On July 8, 2010 Nycholat signed a one-year American Hockey League contract to return to the team he previously captained in 2006–07, the Hershey Bears. In his final professional season, Nycholat signed for the first time in Europe with Krefeld Pinguine of the German DEL. He contributed 6 points in just 23 games to end his professional hockey career with the intention to join his family owned logistics company.

==Personal life==
Lawrences brother, Dan Nycholat, played as a defenseman in collegiate hockey at Dartmouth College. He played with the Braehead Clan of the EIHL Lawrence also has three sisters.
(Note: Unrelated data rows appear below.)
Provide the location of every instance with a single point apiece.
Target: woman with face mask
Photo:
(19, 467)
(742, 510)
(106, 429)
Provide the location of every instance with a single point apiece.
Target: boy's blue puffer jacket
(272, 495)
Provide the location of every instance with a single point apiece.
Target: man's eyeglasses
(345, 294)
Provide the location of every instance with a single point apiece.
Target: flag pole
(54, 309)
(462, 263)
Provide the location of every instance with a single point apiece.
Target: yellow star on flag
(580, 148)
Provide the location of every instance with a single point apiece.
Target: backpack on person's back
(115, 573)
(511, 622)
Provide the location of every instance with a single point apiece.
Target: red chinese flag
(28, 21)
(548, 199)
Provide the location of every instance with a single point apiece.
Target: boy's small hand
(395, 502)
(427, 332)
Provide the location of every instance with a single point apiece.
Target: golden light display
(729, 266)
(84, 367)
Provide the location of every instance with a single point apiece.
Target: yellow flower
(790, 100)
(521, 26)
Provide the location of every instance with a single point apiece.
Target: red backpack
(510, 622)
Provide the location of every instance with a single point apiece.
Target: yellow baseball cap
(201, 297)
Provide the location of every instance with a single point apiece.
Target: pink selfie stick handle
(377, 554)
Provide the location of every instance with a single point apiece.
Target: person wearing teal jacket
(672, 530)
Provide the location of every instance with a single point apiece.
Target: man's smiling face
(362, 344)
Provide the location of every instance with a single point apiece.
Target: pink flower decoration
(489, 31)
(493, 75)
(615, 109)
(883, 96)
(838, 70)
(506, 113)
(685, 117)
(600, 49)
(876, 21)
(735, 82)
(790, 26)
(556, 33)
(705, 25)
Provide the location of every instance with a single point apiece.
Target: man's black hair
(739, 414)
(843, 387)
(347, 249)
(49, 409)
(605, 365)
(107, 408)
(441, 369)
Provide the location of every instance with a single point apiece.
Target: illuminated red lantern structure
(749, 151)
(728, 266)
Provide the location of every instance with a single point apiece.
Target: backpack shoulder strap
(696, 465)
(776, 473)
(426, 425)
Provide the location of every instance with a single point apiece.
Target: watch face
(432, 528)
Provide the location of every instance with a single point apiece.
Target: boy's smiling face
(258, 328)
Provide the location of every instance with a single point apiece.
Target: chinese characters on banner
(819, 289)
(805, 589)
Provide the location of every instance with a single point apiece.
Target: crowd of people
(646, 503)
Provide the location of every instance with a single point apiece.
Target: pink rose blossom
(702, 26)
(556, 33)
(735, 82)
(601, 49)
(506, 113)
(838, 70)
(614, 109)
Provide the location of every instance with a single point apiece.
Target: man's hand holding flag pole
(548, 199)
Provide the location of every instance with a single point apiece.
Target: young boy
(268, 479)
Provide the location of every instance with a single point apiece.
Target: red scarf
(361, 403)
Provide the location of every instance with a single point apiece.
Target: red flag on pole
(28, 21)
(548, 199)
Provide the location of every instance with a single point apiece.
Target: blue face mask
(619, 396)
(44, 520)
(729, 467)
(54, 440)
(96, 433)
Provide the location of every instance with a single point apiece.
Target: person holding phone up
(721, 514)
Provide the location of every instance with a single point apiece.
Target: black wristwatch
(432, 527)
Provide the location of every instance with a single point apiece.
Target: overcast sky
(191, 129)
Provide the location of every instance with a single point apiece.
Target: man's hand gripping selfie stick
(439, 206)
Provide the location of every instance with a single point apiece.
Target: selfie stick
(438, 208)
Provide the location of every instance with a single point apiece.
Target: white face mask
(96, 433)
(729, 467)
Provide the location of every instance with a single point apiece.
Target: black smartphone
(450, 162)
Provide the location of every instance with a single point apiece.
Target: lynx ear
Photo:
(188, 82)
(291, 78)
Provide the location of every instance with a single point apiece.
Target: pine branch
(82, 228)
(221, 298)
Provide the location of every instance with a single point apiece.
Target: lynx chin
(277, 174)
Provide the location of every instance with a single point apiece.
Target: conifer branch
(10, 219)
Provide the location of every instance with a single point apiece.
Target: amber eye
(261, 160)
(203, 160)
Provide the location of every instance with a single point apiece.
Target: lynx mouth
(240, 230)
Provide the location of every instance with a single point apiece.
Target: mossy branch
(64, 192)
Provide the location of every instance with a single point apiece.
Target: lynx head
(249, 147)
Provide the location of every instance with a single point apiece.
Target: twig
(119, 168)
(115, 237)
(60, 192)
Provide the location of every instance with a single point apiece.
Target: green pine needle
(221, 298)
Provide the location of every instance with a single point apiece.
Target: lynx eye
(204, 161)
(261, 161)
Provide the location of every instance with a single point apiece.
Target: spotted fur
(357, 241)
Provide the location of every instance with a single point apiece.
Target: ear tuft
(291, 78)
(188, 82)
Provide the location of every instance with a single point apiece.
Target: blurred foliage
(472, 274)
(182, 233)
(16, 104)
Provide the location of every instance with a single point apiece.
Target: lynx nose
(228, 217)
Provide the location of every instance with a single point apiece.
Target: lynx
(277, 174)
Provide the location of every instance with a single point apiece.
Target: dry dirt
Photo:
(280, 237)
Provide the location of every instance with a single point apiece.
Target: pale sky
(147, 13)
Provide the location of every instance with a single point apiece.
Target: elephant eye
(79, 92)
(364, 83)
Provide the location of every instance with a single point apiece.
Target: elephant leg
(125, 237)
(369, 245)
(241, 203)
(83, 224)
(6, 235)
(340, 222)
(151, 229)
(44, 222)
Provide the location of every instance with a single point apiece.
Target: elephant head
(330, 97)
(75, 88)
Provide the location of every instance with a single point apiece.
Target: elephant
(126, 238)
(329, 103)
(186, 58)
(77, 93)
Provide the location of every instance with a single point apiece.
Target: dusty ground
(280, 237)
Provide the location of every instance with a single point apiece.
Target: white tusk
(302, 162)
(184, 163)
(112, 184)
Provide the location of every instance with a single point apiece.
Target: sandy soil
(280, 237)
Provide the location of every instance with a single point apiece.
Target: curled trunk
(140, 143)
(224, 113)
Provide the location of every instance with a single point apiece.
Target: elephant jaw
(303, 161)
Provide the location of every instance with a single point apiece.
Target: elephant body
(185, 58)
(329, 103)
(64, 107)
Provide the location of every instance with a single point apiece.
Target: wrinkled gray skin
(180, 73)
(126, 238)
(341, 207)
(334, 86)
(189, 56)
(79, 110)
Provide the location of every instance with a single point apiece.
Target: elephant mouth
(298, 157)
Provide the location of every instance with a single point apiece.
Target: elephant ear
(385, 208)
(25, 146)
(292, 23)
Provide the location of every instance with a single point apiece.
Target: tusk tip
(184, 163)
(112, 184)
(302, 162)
Lawrence is a coach for his children's hockey teams.

==Awards==
- WHL East First Team All-Star - 2000
- AHL All-Star Classic - 2005, 2006, 2007 (starter)
- Calder Cup championship (Hershey Bears) - 2006

==Career statistics==
| | | Regular season | | Playoffs | | | | | | | | |
| Season | Team | League | GP | G | A | Pts | PIM | GP | G | A | Pts | PIM |
| 1995–96 | Notre Dame Midget Hounds | SMHL | 42 | 10 | 36 | 46 | 66 | — | — | — | — | — |
| 1996–97 | Swift Current Broncos | WHL | 67 | 8 | 13 | 21 | 82 | — | — | — | — | — |
| 1997–98 | Swift Current Broncos | WHL | 71 | 13 | 35 | 48 | 108 | 1 | 0 | 0 | 0 | 0 |
| 1998–99 | Swift Current Broncos | WHL | 72 | 16 | 44 | 60 | 125 | 6 | 2 | 2 | 4 | 12 |
| 1999–00 | Swift Current Broncos | WHL | 70 | 22 | 58 | 80 | 92 | 2 | 0 | 0 | 0 | 0 |
| 2000–01 | Jackson Bandits | ECHL | 5 | 1 | 2 | 3 | 5 | — | — | — | — | — |
| 2000–01 | Cleveland Lumberjacks | IHL | 42 | 3 | 7 | 10 | 69 | 4 | 0 | 0 | 0 | 2 |
| 2001–02 | Houston Aeros | AHL | 72 | 3 | 11 | 14 | 92 | 14 | 1 | 0 | 1 | 23 |
| 2002–03 | Houston Aeros | AHL | 66 | 11 | 28 | 39 | 155 | — | — | — | — | — |
| 2002–03 | Hartford Wolf Pack | AHL | 15 | 2 | 9 | 11 | 6 | 2 | 2 | 0 | 2 | 0 |
| 2003–04 | Hartford Wolf Pack | AHL | 72 | 6 | 26 | 32 | 130 | — | — | — | — | — |
| 2003–04 | New York Rangers | NHL | 9 | 0 | 0 | 0 | 6 | — | — | — | — | — |
| 2004–05 | Hartford Wolf Pack | AHL | 79 | 5 | 38 | 43 | 132 | 6 | 0 | 3 | 3 | 11 |
| 2005–06 | Hershey Bears | AHL | 73 | 13 | 44 | 57 | 94 | 16 | 2 | 12 | 14 | 12 |
| 2006–07 | Hershey Bears | AHL | 29 | 3 | 25 | 28 | 39 | — | — | — | — | — |
| 2006–07 | Washington Capitals | NHL | 18 | 2 | 6 | 8 | 18 | — | — | — | — | — |
| 2006–07 | Ottawa Senators | NHL | 1 | 0 | 0 | 0 | 0 | — | — | — | — | — |
| 2007–08 | Binghamton Senators | AHL | 77 | 12 | 37 | 49 | 74 | — | — | — | — | — |
| 2007–08 | Ottawa Senators | NHL | 3 | 0 | 0 | 0 | 0 | — | — | — | — | — |
| 2008–09 | Vancouver Canucks | NHL | 14 | 0 | 1 | 1 | 6 | — | — | — | — | — |
| 2008–09 | Manitoba Moose | AHL | 3 | 0 | 3 | 3 | 4 | — | — | — | — | — |
| 2008–09 | Colorado Avalanche | NHL | 5 | 0 | 0 | 0 | 0 | — | — | — | — | — |
| 2009–10 | Manitoba Moose | AHL | 37 | 5 | 17 | 22 | 49 | 4 | 0 | 1 | 1 | 4 |
| 2010–11 | Hershey Bears | AHL | 32 | 5 | 23 | 28 | 21 | — | — | — | — | — |
| 2011–12 | Krefeld Pinguine | DEL | 23 | 1 | 5 | 6 | 42 | — | — | — | — | — |
| NHL totals | 50 | 2 | 7 | 9 | 24 | — | — | — | — | — | | |

==Transactions==
- August 31, 2000 - Signed as a free agent by the Minnesota Wild.
- March 11, 2003 - Traded from Minnesota to the New York Rangers in exchange for Johan Holmqvist.
- August 9, 2005 - Signed as a free agent by the Washington Capitals.
- February 26, 2007 - Traded from Washington to the Ottawa Senators in exchange for Andy Hedlund and a sixth-round draft pick in 2007.
- July 13, 2007 - Re-signed to a multi-year contract by the Ottawa Senators.
- September 2, 2008 - Traded from Ottawa to the Vancouver Canucks in exchange for Ryan Shannon.
- March 3, 2009 - Claimed off waivers by the Calgary Flames.
- March 4, 2009 - Traded from the Calgary Flames to the Colorado Avalanche with Ryan Wilson and a second-round draft pick in exchange for Jordan Leopold.
- July 2, 2009 - Signed as a Free Agent by the Vancouver Canucks.
- July 8, 2010 - Signed as a Free Agent by the Hershey Bears.
- July 18, 2011 - Signed as a Free Agent by Krefeld Pinguine.